Krystyna Skowrońska, posłanka PO, wytykała rządowi, że wprowadza podatek katastralny.
— Przecież to nie byłby podatek dochodowy, ale majątkowy, liczony od wartości nieruchomości. Rząd próbuje w Polsce wprowadzić podatek katastralny dla przedsiębiorców — stwierdziła posłanka PO. Janusz Cichoń, poseł PO, użył innego argumentu. — Ten podatek zostanie przerzucony na klientów sklepów, na obywateli, na polskie rodziny. Ponadto łamie konstytucję. Zgłaszam wniosek o odrzucenie projektu — mówił Janusz Cichoń.
Minister uzdrowiciel
Na nic się zdały lamenty i apele. Paweł Gruza, wiceminister finansów, pozostał nieugięty.

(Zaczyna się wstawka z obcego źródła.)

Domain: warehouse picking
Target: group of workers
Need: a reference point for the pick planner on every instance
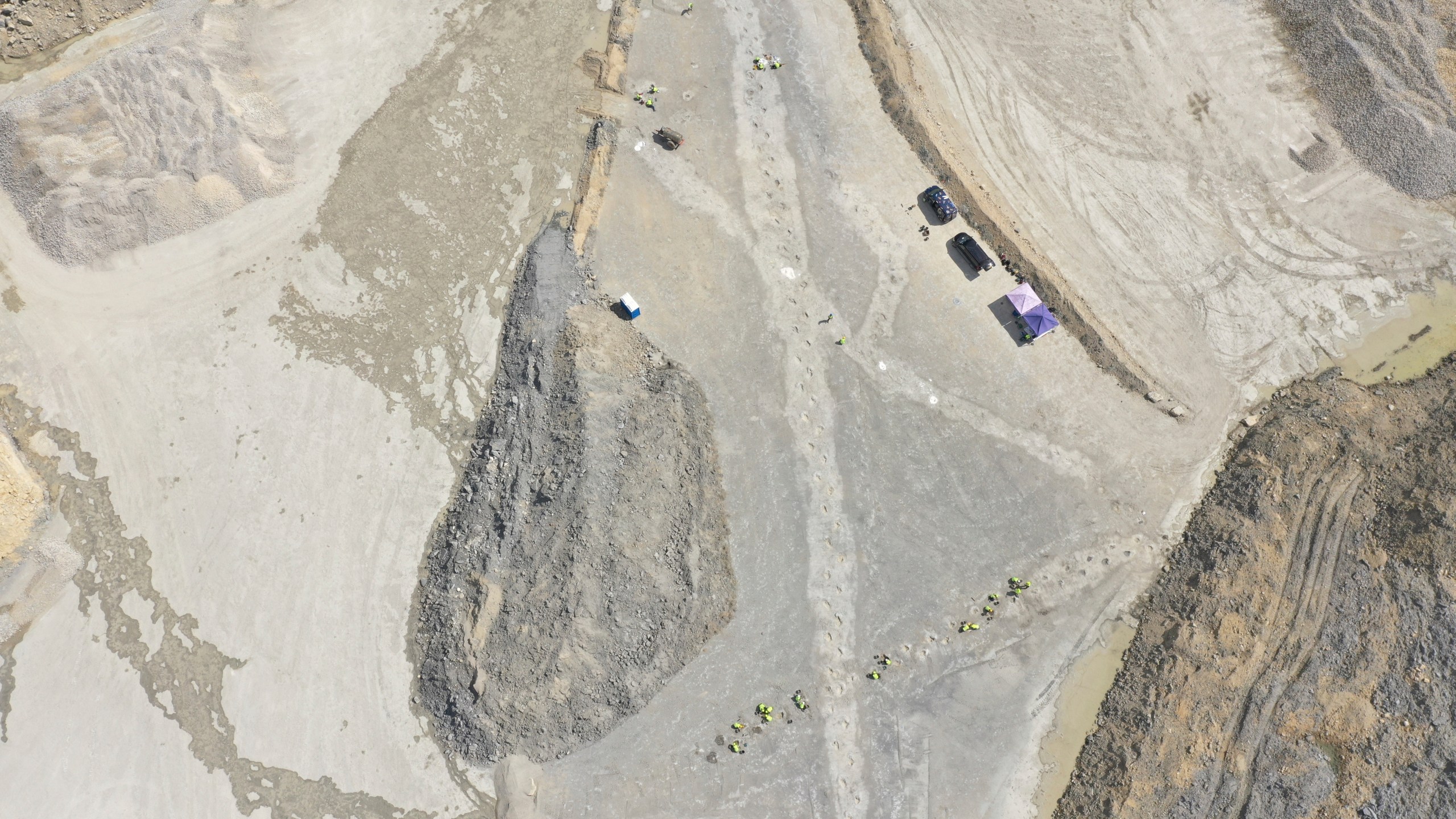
(883, 664)
(766, 716)
(646, 98)
(1015, 586)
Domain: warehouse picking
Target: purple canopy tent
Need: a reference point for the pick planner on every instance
(1023, 299)
(1040, 321)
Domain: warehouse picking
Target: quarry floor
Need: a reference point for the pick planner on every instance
(276, 404)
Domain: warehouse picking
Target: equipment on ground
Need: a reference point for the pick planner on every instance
(631, 307)
(941, 201)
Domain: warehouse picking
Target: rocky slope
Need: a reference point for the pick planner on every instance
(586, 559)
(1295, 657)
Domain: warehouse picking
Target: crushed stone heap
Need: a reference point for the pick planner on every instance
(586, 557)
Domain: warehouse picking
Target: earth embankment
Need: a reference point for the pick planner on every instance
(1293, 659)
(586, 557)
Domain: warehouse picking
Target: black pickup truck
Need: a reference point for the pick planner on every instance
(973, 251)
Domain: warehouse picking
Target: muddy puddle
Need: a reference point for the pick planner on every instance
(1407, 346)
(1088, 681)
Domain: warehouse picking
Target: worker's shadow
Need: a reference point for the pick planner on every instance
(928, 212)
(1007, 317)
(969, 270)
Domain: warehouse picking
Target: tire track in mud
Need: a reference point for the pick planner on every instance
(183, 675)
(1292, 633)
(779, 247)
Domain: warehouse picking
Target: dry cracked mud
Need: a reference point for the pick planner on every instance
(1293, 659)
(586, 556)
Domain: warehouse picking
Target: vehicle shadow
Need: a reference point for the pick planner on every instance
(969, 270)
(1007, 317)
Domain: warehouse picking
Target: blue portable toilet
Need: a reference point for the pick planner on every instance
(631, 307)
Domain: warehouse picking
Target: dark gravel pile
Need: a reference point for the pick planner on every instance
(1374, 65)
(586, 557)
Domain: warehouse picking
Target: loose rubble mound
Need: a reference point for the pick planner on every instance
(1295, 657)
(154, 140)
(1384, 73)
(586, 557)
(35, 25)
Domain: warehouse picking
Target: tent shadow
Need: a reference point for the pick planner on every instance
(970, 271)
(928, 212)
(1007, 317)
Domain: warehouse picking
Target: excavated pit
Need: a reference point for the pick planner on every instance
(1295, 659)
(586, 556)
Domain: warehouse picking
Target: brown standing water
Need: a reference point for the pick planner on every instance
(1088, 681)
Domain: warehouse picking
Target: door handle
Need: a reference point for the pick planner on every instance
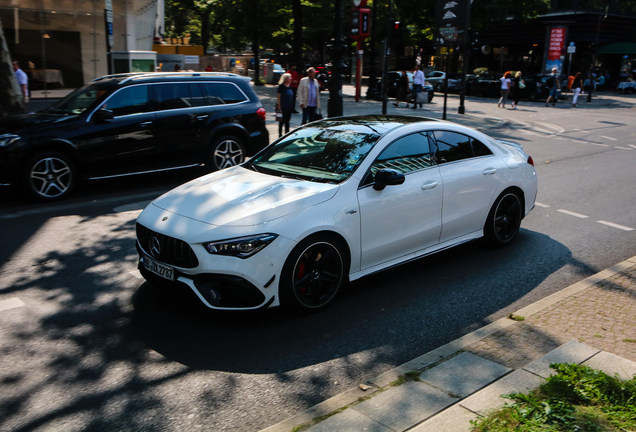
(429, 185)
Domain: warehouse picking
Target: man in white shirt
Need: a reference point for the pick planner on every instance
(308, 95)
(418, 82)
(23, 80)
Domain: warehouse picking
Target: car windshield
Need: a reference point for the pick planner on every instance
(314, 154)
(80, 100)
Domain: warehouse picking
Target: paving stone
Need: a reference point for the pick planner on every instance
(453, 419)
(349, 421)
(402, 407)
(612, 364)
(571, 352)
(490, 398)
(464, 374)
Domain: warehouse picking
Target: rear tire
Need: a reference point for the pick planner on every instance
(504, 219)
(313, 274)
(226, 152)
(49, 176)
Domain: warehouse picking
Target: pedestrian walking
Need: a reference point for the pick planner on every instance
(294, 85)
(402, 90)
(308, 95)
(418, 82)
(23, 81)
(517, 84)
(505, 89)
(284, 102)
(577, 85)
(552, 83)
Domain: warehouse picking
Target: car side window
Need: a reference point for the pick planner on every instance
(172, 96)
(479, 148)
(452, 146)
(223, 93)
(407, 154)
(129, 100)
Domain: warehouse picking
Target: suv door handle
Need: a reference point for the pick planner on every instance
(429, 185)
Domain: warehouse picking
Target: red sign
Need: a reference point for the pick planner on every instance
(556, 43)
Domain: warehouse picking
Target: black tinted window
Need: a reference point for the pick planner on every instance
(172, 96)
(129, 100)
(407, 154)
(452, 146)
(220, 93)
(479, 148)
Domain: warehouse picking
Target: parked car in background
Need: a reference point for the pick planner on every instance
(331, 202)
(126, 124)
(438, 78)
(393, 83)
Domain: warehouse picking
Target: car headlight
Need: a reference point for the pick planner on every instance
(242, 247)
(7, 139)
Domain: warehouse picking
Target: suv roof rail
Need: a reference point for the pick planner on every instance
(134, 75)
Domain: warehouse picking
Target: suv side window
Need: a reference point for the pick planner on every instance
(129, 100)
(452, 146)
(172, 96)
(407, 154)
(223, 93)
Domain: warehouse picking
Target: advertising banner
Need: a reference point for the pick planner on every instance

— To nie jest żaden podatek katastralny. To jest forma zryczałtowanego podatku dochodowego. To nie jest podatek wymierzony w handel ani w dużych podatników. Przegrzanie rynku nieruchomości komercyjnych wynika z tego, że nadużywana była na nim agresywna optymalizacja podatkowa. To brak racjonalnego opodatkowania nieruchomości komercyjnych doprowadził do zbyt optymistycznych decyzji inwestycyjnych. Nasza propozycja to uzdrowienie opodatkowania w tej branży, a nie przysparzanie jej kłopotów — stwierdził Paweł Gruza.
Jego zdaniem, prezesi firm, z którymi rozmawia, nie obawiają się nowego podatku, bo będą mogli go… odliczać od podatku CIT. Posłowie przyjęli poprawkę, że nie będzie ograniczeń w zaliczaniu do kosztów uzyskania przychodów wydatków na usługi prawnicze i doradcze, jeżeli firma będzie miała zawarte z fiskusem tzw. uprzednie porozumienie cenowe (bez takiego porozumienia limitem kosztów będzie próg 5 proc. EBITDA). Eksperci podatkowi twierdzą, że projekt zawiera wiele rozwiązań zwiększających obciążenia podatkowe firm nie poprzez wzrost stawek, ale ograniczenia w kosztach uzyskania przychodów.